10 Countries Around the World and their unwritten Dating Habits

What is considered appropriate and polite behavior in dating is quite culture and country specific. But how do you avoid making cultural dating faux pas’s or know what the best dating etiquette is? Jaumo wants to help people meet and get to know new people all over the world and overcome these barriers. Here Jaumo has compiled the key dating rules to know and follow from country to country to guarantee dating success all over the world!

1. Brazil

If you have a date with a Brazilian, be prepared to receive a lot of compliments! When it comes to dating Brazilian women, Non-Brazilians (a.k.a. “gringos”) should, refrain from too much flattery. This might result in a quick flirt but it won’t get you much past the first date. Public displays affection when you’re in a relationship are very common in Brazil. Likewise, the family is an important element that weaves across all aspects of daily life. So whilst in many other cultures, getting to know the family of a partner signal that the relationship is serious, it is quite normal in Brazil to get to know the family shortly after a first date.

2. USA

America has quite clear dating rules. The most important thing is not to engage in sex whilst under the influence of alcohol. This isn’t seen as sexy and most crucially  can quickly have criminal consequences. If someone is in the dating game, it is normal to dating multiple people at once. As long as a couple has not agreed to “exclusively” date, it’s fair game and you are not committed to an official relationship.

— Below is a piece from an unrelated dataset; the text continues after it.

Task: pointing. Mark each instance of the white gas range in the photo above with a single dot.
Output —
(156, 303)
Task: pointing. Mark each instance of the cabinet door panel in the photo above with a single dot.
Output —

On the first date, the man usually pays for the evening. Also of note is that many Americans wait to get married before having sex. If this is not the case, there’s a three date rule when sleeping together is ‘acceptable’ in the dating world. If this doesn’t happen then it’s likely that there’s no chemistry or interest to pursue things further past the third or fourth date.

3. Netherlands

In the Netherlands, equality is self-evident and this is also reflected in their dating rules. If a woman likes a man then it is quite normal for her to ask him out on a date.. The dress-code for a first date (in a country of enthusiastic bicycle culture) is rather casual and at the end of the date, couples will usually split the bill.

4. France

In France, the french take dating to another level and are in principle very direct. A kiss means from now on you are a couple. However there aren’t any rules when it comes to deciding when to sleep with someone – it comes down to personal feeling. Equally, there are no rules on how long you should wait for a date with a call. If a man is interested in a French woman, he will typically ask her out on a date. There is a high chance that she will refuse,but this is a common dating behaviour to check to see if the man is serious about the date or not. If the man is serious then he should ask the woman out again. If you want to end a relationship or the date in France then you should say this very clearly.. Simply not calling, is not enough in France.

5. Japan

Japanese culture has many rules of etiquette and courtesy and the same applies to dating. Many Japanese people attach great importance to punctuality, so you should never be late to a date. A relationship in Japan develops very slowly; first you meet in groups with friends and if you are really interested in each other then dating will develop naturally. Interesting there is not expression in Japanese for “I like you” only “I love you”. Public displays of affection are not common or widely accepted in Japan (they tend to be much more reserved and private)

6. Korea

In Korea as well, it is important to avoid affection in public (holding hands is ok). Splitting the bill when you are out for a meal with friends is the norm. But on a date the bill is usually all paid for by one person. Typically this used to be the man but as the role and working and earning power of women has increased, it is becoming increasingly common for women to pay for a date as well. In a relationship, the months or years for anniversaries are not celebrated or counted. Instead units at intervals of 100 days are the way people track how long they have been in a relationship or seeing someone.

7. Australia

In Australia there are really no rules when it comes to dating. Often a date will develop from a friendship and it is not unusual for a relationship to arise when a person has been dating multiple people. When it comes to deciding when to sleep with someone, again there are no rules. Both men and women make the first step to start up a conversation or ask someone out on a date. Usually the person who was the person to initiate the date pays the bill, otherwise it will be shared.

8. Mexico

Traditional gender roles are still prevalent in Mexico. Men often have a macho attitude, while women are usually expected to play the ‘feminine’ stereotype. Of course, such traditional attitudes and behavior are changing amongst the younger generation. Nevertheless, in Mexico the man in principle asks the woman on a date and then pays for the evening.

9. Sweden

Interestingly in Sweden ‘dating’ and going on ‘dates’ are not described in this way.  Instead people meet with potential dates, a couple of times to “fika”, a place where they enjoy coffee or tea, pastries or sandwiches in the afternoon. After a few such meetings, other activities like going to the cinema, cooking together or a eating out at a restaurant is planned.

10. Russia

Like Mexico, Russian traditions of dating include very clear male and female roles. Usually, the man will bring a small gift or flowers (with an odd number of flowers) to his date. The dress code on a date is smart and very chic; women usually wear high heels and dress-up. At the end of a date a Russian woman would feel insulted if she was asked to share the bill.